4.2. Keystone Taxa Drive N Depolymerization at Different Decomposition Stages

The microbial community facilitating straw decomposition underwent dynamic succession, with distinct keystone taxa predominating at different decomposition stages and responding variably to N input. For alkaline protein depolymerization, Pseudomonas served as a fundamental genus throughout the process (Figure 5a,c), owing to its broad catabolic capacity, lignin-degrading ability, and tolerance to low temperature and salinity [38,39,40,41,42]. Its abundance, however, declined under higher N inputs, consistent with earlier reports [43]. In contrast, Serratia (early stage) and Brevundimonas (late stage) thrived with N addition [44]. Serratia grows rapidly under high N and degrades diverse organic compounds [45,46,47,48], while Brevundimonas adopts a K-strategy that supports survival in nutrient-limited late-stage environments through lignocellulose degradation [49,50,51,52].

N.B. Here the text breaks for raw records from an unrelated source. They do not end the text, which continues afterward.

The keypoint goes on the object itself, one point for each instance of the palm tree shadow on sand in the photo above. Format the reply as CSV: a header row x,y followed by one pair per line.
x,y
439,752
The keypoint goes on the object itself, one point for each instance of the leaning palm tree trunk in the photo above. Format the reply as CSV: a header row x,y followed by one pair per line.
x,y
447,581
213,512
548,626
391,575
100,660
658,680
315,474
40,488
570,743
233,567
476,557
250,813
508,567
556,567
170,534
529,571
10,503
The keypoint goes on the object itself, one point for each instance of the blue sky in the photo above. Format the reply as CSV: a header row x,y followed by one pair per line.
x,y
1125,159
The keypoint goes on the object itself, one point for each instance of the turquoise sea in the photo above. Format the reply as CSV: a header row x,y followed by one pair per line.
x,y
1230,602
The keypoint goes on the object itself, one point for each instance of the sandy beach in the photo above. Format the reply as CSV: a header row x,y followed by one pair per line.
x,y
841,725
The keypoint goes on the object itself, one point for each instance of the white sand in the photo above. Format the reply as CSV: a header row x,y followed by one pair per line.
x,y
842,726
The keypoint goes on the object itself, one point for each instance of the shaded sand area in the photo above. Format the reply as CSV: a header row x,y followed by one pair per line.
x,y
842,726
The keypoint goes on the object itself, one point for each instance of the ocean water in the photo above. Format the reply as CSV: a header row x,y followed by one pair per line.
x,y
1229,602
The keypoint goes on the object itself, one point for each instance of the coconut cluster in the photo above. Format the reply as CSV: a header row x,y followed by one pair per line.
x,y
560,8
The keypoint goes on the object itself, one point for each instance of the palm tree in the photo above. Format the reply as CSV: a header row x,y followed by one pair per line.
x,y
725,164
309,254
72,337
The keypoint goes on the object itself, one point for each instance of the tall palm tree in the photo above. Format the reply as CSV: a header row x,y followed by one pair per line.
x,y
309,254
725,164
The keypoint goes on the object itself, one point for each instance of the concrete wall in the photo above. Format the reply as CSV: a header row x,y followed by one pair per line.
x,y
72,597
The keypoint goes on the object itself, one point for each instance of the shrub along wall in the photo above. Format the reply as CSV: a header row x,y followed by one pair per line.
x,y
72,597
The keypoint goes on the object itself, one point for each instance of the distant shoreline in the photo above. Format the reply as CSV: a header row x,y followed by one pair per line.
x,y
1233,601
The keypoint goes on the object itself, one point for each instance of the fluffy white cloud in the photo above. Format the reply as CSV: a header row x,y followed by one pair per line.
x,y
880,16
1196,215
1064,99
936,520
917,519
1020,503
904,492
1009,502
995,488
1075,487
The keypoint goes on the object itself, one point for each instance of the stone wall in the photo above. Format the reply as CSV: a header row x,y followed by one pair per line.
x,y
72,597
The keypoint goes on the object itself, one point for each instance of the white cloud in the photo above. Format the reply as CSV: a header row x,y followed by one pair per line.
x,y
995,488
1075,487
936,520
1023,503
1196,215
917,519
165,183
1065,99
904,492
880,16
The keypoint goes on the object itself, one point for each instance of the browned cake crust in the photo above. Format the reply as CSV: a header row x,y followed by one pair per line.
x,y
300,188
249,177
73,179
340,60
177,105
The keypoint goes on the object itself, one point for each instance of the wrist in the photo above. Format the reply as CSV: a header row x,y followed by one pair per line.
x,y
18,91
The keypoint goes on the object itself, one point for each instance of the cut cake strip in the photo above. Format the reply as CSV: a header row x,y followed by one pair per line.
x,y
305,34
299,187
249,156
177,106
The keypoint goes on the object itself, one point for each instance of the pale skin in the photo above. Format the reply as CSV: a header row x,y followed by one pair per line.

Chitin degradation pathways proceeded through a distinctly specialized trophic succession that closely corresponded to changing substrate composition and thermal conditions. Early decomposition (15 days) was driven by psychrotolerant Janthinobacterium and Rahnella, which consumed labile carbon sources at low temperatures [41,53,54]. Mid-to-late stages (60–210 days) were dominated by thermophilic Sorangium, Cohnella, and Thermosporothrix (Figure 5b,d), which efficiently decomposed chitin and cellulose using heat-resistant enzymes. Sorangium displayed notable substrate versatility and antifungal activity [55,56]. The final stage (360 days) saw the rise of cryotolerant Pseudoxanthomonas and Lysobacter, with the latter increasing markedly under high N—likely due to its competitive traits, including antibacterial metabolites and hydrolase production [57,58,59,60,61]. These coordinated successional patterns represent sophisticated microbial adaptive responses to dynamically changing substrate composition, seasonal temperature fluctuations, and N availability gradients, illustrating how keystone taxa collectively influence microbial functional dynamics throughout the decomposition continuum.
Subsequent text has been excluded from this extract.